1st Quarter 2019 Performance
- Stocks globally rebounded strongly (↑12.5%) led by US Small and Mid-Cap stocks (↑15.9, ↑15.5%), US Large Cap (↑13.7%), Emerging Markets (↑10.5%), International Developed (↑10.1%), and International Small Cap (↑10.0%). The strong US Dollar continued to weigh on non-US equities although that appears to be waning.
- Non-US equites continue to trade at a valuation discount to the US. They also carry a 4% dividend yield, earnings growth this year expected to be 7–8%, and 10x–13x price-to-earnings ratios, all more attractive than US levels. US earnings need to beat growth expectations to provide support for stocks which will be difficult.
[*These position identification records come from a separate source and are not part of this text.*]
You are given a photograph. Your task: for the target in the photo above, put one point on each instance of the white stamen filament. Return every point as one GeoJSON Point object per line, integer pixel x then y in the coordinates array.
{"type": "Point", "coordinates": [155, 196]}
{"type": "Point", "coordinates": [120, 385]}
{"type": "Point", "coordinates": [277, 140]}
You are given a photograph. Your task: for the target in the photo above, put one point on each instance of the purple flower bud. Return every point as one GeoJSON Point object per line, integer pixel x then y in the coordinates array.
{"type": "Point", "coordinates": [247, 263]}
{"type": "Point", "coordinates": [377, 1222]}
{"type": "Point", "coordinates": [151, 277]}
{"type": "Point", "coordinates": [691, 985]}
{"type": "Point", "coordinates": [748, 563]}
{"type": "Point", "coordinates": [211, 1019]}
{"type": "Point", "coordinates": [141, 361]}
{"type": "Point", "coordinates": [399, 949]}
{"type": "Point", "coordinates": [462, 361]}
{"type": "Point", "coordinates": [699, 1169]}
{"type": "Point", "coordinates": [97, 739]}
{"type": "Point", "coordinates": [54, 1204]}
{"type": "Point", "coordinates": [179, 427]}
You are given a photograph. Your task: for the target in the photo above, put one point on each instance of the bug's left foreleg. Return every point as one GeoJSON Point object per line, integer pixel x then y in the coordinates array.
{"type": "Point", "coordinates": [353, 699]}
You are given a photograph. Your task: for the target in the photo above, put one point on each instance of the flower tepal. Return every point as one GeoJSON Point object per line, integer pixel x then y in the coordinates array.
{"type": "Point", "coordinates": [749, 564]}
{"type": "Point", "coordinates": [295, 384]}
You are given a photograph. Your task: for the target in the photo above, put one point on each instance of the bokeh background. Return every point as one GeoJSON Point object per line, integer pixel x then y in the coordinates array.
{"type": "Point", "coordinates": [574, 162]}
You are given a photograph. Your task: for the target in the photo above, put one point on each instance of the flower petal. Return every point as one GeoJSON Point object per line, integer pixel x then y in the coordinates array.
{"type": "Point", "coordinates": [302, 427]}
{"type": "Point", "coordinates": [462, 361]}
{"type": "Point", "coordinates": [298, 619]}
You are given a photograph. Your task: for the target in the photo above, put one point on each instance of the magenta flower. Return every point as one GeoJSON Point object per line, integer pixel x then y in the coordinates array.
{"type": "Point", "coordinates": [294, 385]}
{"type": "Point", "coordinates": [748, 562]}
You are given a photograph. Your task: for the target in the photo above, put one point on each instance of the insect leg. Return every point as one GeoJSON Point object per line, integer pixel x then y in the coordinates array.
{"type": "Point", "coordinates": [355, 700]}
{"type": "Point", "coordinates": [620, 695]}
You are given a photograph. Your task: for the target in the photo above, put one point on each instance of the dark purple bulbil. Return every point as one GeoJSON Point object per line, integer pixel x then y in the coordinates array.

Non-US stocks appear to have more upside given lower valuations, good earnings growth despite low GDP growth, prospects of US Dollar weakness and reduced trade war fears.
- Total return for Taxable bonds turned in an extremely strong quarter (↑2.9%) as interest rates plummeted. Municipal bonds were also strong (↑2.4%). Securitized Credit (high quality mortgages and asset-backed securities) also had a strong quarter (↑2.8%). High yield corporates (junk bonds) recovered most of their 4Q losses (↑8.1%) Ultra-short US Floating Rate Treasuries (↑0.54%) rose at an annualized rate of 2.24%, in line with Fed Funds, as expected, and continue to be earmarked for higher yielding credit sector investment when risk/reward ratios return to more compelling levels.
- Looking forward, shorter duration is preferred over longer duration given the flat yield curve and the dramatic move down in rates. The US Treasury bond market is discounting an elevated likelihood of recession which is at odds with credit spreads that are near all-time lows. Higher interest rates may still be in the cards later this year as central banks move to neutral or easing and massive amounts of new supply enter the market due to deficit funding and refinancing.
- The Alternatives portfolio performed in line with expectations (↑1.6%) on track to achieve our 5.5% annualized return target with overall risk closer to bonds than stocks. Category performance was led by Hedged Equity (↑3.5%) and Multi Strategy (↑3.9%), followed by Market Neutral (↓1.8%) and Managed Futures (↓1.5%).
- Hedged Equity was helped by a strong recovery in the Emerging Markets Long/Short strategy and solid performance in Multi Strategy due to strong fixed income positioning that took advantage of credit spreads and duration following the Fed change of course at the start of the quarter. In the 4th quarter, however, Managed Futures (↑4.26%) and Market Neutral (↑1.54%) provided diversification and downside protection during that quarter’s equity market correction.